Le populisme est avant tout une protestation contre le mépris du peuple par les élites, une réaction de défense contre ce qui est vécu comme une agression. Le gauchisme sociétal et l’européisme ont en effet convergé et fusionné. Le Monde et Libération représentent le fruit intellectuel de leur unification. Il est désormais de bon ton de se méfier du peuple. Les modes de scrutin sont modifiés en fonction de nécessités tactiques à court terme (modifications qui peuvent s’avérer à double tranchant). Méprisé par les élites, dont le bilan n’est pourtant pas fameux depuis plus de trente ans, le peuple se sent dépossédé de sa liberté de choisir son avenir. 
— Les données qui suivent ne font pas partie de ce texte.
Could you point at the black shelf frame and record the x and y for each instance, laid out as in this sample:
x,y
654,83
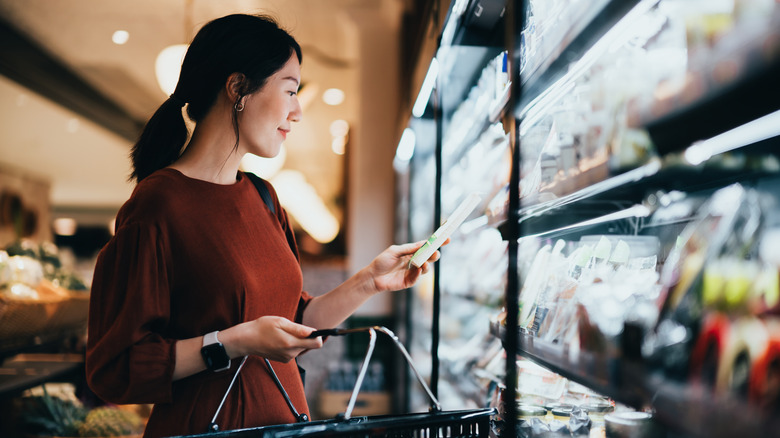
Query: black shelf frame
x,y
683,408
753,95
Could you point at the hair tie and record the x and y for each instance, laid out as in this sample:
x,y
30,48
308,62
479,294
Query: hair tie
x,y
176,99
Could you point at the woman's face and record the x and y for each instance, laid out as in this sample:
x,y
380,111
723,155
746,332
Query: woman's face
x,y
269,112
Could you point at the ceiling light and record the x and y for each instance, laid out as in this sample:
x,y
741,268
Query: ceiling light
x,y
425,90
168,66
333,96
120,37
64,226
264,167
301,200
306,94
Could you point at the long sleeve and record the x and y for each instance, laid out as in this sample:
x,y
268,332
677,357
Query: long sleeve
x,y
190,257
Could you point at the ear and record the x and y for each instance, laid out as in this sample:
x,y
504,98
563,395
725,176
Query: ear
x,y
234,86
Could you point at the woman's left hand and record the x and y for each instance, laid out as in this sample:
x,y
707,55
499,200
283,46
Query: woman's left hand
x,y
391,269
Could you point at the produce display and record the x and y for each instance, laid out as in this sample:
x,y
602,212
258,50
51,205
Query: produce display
x,y
38,295
66,417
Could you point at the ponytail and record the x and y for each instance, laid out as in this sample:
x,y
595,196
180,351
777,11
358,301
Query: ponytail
x,y
252,45
161,141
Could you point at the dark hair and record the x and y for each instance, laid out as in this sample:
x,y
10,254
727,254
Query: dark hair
x,y
252,45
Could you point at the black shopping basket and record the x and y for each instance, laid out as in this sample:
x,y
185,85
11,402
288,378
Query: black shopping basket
x,y
435,423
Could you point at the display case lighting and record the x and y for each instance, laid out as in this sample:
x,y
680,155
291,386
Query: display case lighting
x,y
752,132
65,226
406,145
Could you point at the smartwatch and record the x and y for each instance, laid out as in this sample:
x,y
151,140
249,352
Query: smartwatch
x,y
214,353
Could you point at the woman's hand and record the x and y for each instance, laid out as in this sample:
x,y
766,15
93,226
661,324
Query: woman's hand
x,y
391,269
272,337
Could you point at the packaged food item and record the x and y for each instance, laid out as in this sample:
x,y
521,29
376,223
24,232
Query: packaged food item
x,y
632,424
597,410
526,411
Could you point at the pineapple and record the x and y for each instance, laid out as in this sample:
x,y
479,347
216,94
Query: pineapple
x,y
108,421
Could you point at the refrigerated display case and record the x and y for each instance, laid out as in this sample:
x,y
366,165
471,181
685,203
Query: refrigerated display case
x,y
627,155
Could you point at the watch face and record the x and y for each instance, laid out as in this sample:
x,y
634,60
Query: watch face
x,y
215,356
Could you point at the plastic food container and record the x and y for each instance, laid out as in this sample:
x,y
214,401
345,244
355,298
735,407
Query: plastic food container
x,y
526,411
597,410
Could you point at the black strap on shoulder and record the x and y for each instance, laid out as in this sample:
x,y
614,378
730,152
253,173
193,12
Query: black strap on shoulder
x,y
263,190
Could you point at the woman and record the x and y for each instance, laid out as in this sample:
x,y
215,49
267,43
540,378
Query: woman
x,y
200,272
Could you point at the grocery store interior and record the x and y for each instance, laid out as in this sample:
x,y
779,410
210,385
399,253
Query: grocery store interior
x,y
609,171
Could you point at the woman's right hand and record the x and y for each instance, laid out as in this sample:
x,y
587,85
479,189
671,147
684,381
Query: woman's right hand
x,y
272,337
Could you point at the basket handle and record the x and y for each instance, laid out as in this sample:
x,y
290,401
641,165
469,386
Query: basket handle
x,y
435,405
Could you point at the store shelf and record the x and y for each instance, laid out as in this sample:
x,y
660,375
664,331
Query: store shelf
x,y
591,27
481,24
684,408
601,373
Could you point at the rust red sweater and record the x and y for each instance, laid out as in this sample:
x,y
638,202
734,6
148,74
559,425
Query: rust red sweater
x,y
190,257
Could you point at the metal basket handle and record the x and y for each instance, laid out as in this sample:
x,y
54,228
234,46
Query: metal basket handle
x,y
435,405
Le populisme « correspond à ce moment de la vie des démocraties, où le peuple se met à contrecoeur à faire de la politique, parce qu’il désespère de l’attitude des gouvernants qui n’en font plus ». C’est pourquoi l’idée que le populisme est une protestation contre les « dérives monarchiques » du pouvoir ou contre des gouvernants pas assez « proches des gens » est un contresens complet. Le peuple aimerait bien que nos gouvernants soient vraiment « monarques », au sens de souverains de la nation France. Il constate qu’ils ne maîtrisent rien, et c’est cela qu’il ne supporte plus : l’impuissance des prétendus puissants. Alors, le peuple réagit. Le populisme du peuple est un bricolage habile et vernaculaire. Il n’est pas une aspiration identitaire, car le peuple connait sa propre diversité. Il ne peut être réduit à une aspiration à plus de démocratie directe. En effet, le peuple ne conteste pas la nécessité qu’existent des gens qui le représentent. Le peuple ne veut pas tout faire par lui-même. Il admet la délégation. Il veut, par contre, que ceux dont le métier est de diriger les affaires le fassent, et le fassent bien. Il ne veut pas des gens qui se défaussent de leur responsabilité. Il ne veut pas non plus d’une démocratie réduite à une « concertation », et de surcroît la plupart du temps sur des sujets volontairement mineurs. Il aurait sans doute aimé, par contre, qu’on lui demande son avis sur la politique d’immigration et de regroupement familial. Il veut des gens qui assument leurs choix politiques et qui n’attendent pas pour se prononcer sur tel sujet d’être « en situation » (sic). L’essence du politique peut se trouver à la fois dans le peuple et dans un grand homme. Depuis le retrait du général de Gaulle cette essence ne se trouve plus, en France, que dans le peuple. Tout le climat intellectuel actuel, et tout le travail des communicants, consiste à rendre impossible toute émergence d’un véritable homme d’Etat. La déception causée par Sarkozy de 2007 à 2012 est toute l’histoire de cet échec du retour au politique. 


Dès lors, le populisme – celui du peuple lui-même –est à la fois inévitable et sain. « Le populisme est l’entrée en résistance d’un peuple contre ses élites, parce qu’il a compris que celles-ci le mènent à l’abîme ». 

Vincent Coussedière, Éloge du populisme, Voies nouvelles, Elya éditions, 162 pages, 16 €.